Grisel’s syndrome is a non-traumatic subluxation of the atlanto-axial joint caused by inflammation of the adjacent tissues. This is a rare disease that usually affects children. Progressive throat and neck pain and neck stiffness can be followed by neurologic symptoms such as pain or numbness radiating to arms (radiculopathies). In extreme cases, the condition can lead to quadriplegia and even death from acute respiratory failure. The condition often follows soft tissue inflammation in the neck such as in cases of upper respiratory tract infections, peritonsillar or retropharyngeal abscesses. Post-operative inflammation after certain procedures such as adenoidectomy can also lead to this condition in susceptible individuals such as those with Down syndrome.
Diagnosis can be established using plain film x-rays as well as CT scan of the neck/cervical spine. Children with Down syndrome have inherently lax ligaments making them susceptible to this condition. In select cases, these children may require pre-operative imaging to assess the risk for complications after procedures such as adenoidectomy.

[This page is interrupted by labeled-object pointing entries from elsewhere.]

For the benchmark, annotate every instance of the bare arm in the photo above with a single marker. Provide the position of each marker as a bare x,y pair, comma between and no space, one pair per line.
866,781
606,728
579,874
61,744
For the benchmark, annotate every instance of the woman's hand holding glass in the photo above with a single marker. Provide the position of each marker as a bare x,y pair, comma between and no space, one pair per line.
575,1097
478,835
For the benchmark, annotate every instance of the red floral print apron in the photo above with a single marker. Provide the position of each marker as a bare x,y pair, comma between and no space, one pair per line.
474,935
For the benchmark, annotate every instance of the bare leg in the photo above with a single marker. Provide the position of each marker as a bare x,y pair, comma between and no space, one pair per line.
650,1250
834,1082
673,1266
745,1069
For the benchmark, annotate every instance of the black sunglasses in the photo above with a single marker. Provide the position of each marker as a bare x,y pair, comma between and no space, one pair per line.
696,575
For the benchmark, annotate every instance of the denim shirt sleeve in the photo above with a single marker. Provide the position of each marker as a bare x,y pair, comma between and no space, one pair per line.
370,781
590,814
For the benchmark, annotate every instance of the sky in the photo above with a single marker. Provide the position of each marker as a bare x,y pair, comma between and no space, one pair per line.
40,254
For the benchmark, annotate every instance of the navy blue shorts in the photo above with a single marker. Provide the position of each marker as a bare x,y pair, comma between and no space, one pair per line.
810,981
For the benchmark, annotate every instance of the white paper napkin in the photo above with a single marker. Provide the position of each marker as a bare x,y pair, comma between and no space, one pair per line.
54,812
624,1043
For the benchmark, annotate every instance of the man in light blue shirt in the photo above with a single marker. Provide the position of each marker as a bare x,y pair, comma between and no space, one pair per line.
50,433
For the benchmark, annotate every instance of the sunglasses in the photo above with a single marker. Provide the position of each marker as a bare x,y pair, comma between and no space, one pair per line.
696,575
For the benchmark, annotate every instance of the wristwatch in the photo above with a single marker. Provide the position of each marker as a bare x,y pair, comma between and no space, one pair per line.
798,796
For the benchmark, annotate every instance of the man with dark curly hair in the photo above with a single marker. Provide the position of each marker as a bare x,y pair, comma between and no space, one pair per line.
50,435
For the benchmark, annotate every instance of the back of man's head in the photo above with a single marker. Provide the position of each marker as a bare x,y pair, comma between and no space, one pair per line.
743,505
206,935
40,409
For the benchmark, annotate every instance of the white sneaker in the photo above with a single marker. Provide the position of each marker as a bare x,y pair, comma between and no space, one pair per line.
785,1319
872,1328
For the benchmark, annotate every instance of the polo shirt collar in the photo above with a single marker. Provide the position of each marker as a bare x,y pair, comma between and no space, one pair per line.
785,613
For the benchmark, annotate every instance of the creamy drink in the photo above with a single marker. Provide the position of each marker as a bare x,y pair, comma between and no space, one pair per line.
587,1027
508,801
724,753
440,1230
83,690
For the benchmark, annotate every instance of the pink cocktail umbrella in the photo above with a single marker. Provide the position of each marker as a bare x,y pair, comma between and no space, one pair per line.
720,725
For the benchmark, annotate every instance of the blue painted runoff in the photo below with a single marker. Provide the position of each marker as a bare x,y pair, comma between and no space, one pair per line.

Treatment includes anti-inflammatory medications and immobilization of the neck in addition to treatment of the offending infectious cause (if any) with appropriate antibiotics. Early treatment is crucial to prevent long-term sequelae. Surgical fusion may be required for residual instability of the joint.
- Grisel P. Enucléation de l’atlas et torticollis naso-pharyngien Presse Med 1930;38:50–4.
- Mathern GW, Batzdorf U. Grisel's syndrome: Cervical spine clinical, pathologic, and neurologic manifestations. Clin Orthop Relat Res. 1989 Jul;(244):131-46.
- C Bocciolini, D Dall’Olio, E Cunsolo, PP Cavazzuti, and P Laudadio, Grisel’s syndrome: a rare complication following adenoidectomy, Acta Otorhinolaryngol Ital. 2005 August; 25(4): 245–249.